The Boston Globe, in a recent article, cites a survey that points out that, “every 10 percent increase in cigarette prices yields a 4 percent decline in sales”.  The survey doesn’t mention the other important fact that the 96% of sales that remain experience a 10% increase.

The article does bring up an important aspect of taxing tobacco: “It is crucial that any increase in tax receipts be used for tobacco-related health services, said Siegel, who is not involved in the campaign.

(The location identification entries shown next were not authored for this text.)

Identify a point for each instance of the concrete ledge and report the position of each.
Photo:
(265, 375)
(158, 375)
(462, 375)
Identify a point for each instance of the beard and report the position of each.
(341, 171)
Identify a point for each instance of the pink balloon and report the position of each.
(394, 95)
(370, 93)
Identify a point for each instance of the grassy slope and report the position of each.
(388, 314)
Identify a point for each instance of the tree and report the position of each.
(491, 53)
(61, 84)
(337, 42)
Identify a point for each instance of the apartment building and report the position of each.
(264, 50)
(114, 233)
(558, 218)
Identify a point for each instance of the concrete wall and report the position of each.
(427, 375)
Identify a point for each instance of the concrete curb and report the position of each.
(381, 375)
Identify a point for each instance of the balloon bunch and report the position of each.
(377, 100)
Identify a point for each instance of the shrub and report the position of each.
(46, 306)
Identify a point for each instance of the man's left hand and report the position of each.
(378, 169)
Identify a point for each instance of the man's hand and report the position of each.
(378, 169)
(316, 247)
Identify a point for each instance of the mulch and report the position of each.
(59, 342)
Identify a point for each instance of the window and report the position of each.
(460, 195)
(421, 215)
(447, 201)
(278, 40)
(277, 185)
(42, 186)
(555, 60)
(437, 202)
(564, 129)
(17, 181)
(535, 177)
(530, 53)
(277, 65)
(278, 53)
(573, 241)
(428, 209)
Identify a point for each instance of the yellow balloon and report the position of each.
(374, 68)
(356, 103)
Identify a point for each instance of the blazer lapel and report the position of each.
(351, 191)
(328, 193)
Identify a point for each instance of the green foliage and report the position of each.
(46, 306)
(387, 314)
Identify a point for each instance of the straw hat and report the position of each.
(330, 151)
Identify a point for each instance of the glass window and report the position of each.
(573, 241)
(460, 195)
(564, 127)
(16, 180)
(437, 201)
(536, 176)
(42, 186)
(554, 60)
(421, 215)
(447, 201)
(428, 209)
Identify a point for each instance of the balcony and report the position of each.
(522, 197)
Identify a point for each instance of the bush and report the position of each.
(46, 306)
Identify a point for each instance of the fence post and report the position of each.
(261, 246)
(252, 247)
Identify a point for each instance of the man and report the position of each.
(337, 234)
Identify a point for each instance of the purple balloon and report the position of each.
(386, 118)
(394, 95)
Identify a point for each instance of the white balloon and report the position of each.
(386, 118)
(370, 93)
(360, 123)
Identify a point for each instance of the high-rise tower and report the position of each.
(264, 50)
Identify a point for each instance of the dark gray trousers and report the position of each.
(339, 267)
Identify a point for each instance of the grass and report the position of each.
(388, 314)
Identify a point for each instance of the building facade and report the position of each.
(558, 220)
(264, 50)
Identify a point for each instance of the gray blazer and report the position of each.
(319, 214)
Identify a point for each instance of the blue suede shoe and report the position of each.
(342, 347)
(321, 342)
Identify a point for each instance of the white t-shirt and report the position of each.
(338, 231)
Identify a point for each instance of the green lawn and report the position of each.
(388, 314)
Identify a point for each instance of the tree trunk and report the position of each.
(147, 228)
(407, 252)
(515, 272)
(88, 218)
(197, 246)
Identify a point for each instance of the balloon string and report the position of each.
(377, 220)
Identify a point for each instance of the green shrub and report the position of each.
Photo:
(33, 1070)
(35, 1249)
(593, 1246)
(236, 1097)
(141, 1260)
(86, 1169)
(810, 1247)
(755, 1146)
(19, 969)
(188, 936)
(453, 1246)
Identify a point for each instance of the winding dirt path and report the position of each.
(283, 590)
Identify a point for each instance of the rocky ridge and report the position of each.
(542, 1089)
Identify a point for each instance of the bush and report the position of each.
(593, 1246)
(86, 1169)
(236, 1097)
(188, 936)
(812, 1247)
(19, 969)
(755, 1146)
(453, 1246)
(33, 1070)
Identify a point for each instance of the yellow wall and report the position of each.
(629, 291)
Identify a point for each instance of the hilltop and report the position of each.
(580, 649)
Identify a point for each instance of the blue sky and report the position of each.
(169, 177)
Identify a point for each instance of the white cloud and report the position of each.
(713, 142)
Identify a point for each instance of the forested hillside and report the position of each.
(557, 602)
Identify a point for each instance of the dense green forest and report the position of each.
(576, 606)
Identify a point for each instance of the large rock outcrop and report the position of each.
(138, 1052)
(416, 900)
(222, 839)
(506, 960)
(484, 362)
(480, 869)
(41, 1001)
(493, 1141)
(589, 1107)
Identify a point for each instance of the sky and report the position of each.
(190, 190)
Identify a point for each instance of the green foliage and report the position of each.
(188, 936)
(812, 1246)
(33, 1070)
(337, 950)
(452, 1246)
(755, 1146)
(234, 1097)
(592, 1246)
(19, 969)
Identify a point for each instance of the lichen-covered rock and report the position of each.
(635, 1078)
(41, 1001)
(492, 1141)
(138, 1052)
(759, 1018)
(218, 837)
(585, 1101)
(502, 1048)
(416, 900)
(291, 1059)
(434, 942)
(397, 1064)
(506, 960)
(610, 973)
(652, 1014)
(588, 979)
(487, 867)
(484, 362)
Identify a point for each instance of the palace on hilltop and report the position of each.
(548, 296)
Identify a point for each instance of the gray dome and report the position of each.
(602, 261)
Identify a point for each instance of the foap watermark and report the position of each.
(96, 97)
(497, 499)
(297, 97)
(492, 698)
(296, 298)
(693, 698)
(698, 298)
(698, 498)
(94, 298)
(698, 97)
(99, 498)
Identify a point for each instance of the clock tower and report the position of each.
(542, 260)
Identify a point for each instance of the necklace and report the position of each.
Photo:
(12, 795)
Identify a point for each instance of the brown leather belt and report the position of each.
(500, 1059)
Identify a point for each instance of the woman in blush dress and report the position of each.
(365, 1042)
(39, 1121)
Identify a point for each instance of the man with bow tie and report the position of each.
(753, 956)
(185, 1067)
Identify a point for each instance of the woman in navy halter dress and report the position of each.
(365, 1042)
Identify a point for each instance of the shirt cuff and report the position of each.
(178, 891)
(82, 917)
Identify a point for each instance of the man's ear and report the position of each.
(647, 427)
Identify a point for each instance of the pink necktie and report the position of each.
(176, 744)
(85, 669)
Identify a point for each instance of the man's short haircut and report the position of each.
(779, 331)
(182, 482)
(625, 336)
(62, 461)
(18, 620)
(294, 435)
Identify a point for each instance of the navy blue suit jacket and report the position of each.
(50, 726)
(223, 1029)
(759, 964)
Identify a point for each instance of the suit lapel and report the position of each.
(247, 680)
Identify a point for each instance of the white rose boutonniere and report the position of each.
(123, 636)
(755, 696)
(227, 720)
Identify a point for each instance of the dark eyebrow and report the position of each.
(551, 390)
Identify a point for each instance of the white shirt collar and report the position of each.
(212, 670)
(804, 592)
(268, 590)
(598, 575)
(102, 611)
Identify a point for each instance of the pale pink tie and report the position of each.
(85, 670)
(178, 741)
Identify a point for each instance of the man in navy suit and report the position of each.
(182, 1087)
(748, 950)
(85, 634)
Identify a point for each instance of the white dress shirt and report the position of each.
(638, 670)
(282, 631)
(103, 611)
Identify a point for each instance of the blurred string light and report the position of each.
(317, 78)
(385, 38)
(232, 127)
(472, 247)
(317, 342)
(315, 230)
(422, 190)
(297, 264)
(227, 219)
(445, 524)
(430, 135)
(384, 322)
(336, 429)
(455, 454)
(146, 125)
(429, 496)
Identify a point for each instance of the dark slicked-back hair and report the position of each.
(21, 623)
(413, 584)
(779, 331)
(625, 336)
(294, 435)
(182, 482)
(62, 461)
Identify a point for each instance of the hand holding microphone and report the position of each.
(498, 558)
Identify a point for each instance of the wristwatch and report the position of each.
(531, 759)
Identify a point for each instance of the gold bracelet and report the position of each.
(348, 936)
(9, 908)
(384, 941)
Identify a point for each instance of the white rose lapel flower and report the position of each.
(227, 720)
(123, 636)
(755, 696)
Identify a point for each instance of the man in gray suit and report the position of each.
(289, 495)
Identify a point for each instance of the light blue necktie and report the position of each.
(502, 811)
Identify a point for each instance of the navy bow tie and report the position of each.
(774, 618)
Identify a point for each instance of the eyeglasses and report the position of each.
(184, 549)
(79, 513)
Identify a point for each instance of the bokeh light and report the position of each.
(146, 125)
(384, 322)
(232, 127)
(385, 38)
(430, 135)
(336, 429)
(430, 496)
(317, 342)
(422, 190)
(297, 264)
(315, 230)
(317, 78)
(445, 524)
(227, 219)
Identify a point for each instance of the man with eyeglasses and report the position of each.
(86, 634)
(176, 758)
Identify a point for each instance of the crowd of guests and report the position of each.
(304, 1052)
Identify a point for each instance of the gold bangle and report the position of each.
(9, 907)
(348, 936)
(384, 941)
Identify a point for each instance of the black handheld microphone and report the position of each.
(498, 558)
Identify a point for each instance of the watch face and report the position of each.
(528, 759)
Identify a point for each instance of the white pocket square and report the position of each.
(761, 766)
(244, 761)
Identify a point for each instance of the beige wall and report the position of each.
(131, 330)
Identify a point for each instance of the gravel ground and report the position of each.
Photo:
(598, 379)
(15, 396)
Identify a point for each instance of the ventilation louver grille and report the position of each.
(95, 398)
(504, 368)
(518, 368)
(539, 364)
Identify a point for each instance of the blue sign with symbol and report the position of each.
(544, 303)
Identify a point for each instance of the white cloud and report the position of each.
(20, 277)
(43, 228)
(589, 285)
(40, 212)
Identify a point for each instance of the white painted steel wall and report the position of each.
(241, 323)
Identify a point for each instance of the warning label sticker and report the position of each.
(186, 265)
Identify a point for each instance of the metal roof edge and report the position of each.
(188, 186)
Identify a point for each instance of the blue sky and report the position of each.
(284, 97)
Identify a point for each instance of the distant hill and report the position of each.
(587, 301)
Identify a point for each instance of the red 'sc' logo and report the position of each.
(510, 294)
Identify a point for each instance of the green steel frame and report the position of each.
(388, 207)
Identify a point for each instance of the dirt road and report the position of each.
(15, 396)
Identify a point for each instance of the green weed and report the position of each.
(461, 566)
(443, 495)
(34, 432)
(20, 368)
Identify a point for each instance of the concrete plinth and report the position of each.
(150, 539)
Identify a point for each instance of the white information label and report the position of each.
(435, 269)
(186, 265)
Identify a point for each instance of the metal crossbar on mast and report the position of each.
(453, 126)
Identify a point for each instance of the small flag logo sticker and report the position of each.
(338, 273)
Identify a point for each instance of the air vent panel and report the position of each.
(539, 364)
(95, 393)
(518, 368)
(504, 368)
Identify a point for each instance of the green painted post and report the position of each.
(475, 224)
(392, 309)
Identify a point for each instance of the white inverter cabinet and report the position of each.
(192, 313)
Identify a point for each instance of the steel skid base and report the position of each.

Otherwise, if states use the money to build roads or fix bridges, it puts them in the uncomfortable position of depending on increases in tobacco tax revenue driven by use.”

So that basically means that for all the smokers that are willing to ignore the financial hole that these taxes are burning into their pockets, the extra money their dishing out isn’t even going towards something fun like less potholes on the streets, or new water fountains – instead, they’re just getting an increase in anti-smoking campaigns which they are obviously keen on ignoring since they are willing to invest so much in either cancer or looking as cool as people like the philosopher Albert Camus or the singer Janis Joplin (both died before the cancer could get them- one, a car crash, one, on vomit).

Here are some tips for those who don’t want to quit smoking, but financially have no choice:

  • Tell your friends to stop letting you bum cigarettes – even if you don’t, they are just going to get annoyed eventually, so you might as well just nip it in the butt.
  • Try to get into a new routine – take a different route to school or work if the normal route is just going to bring back memories of lighting up in transit.
  • Limit your coffee and alcohol intake – everyone knows that coffee and cigarettes is a match made in heaven… so get over it.
  • Do something active – it’s all too easy to feel invincible, “cancer won’t get me and if it does, I’ll be too old to care”.  Don’t focus on the far off fate, instead, think about how crappy you feel after you ran ten yards to catch the bus and how gross it was wheezing the whole ride.  Running is a nifty skill to have, so use it.

Cheers.

One Response to No Butts About It : the price of cigarettes

  1. I find running to be rather over rated, unless I am being chased, in which case it is probably because I ran from the store without paying for my cigarettes in the first place. Until the gas tax goes into affect, it will be much cheaper to drive to New Hampshire to purchase my favorite fashion accessory. The beer is cheaper there also.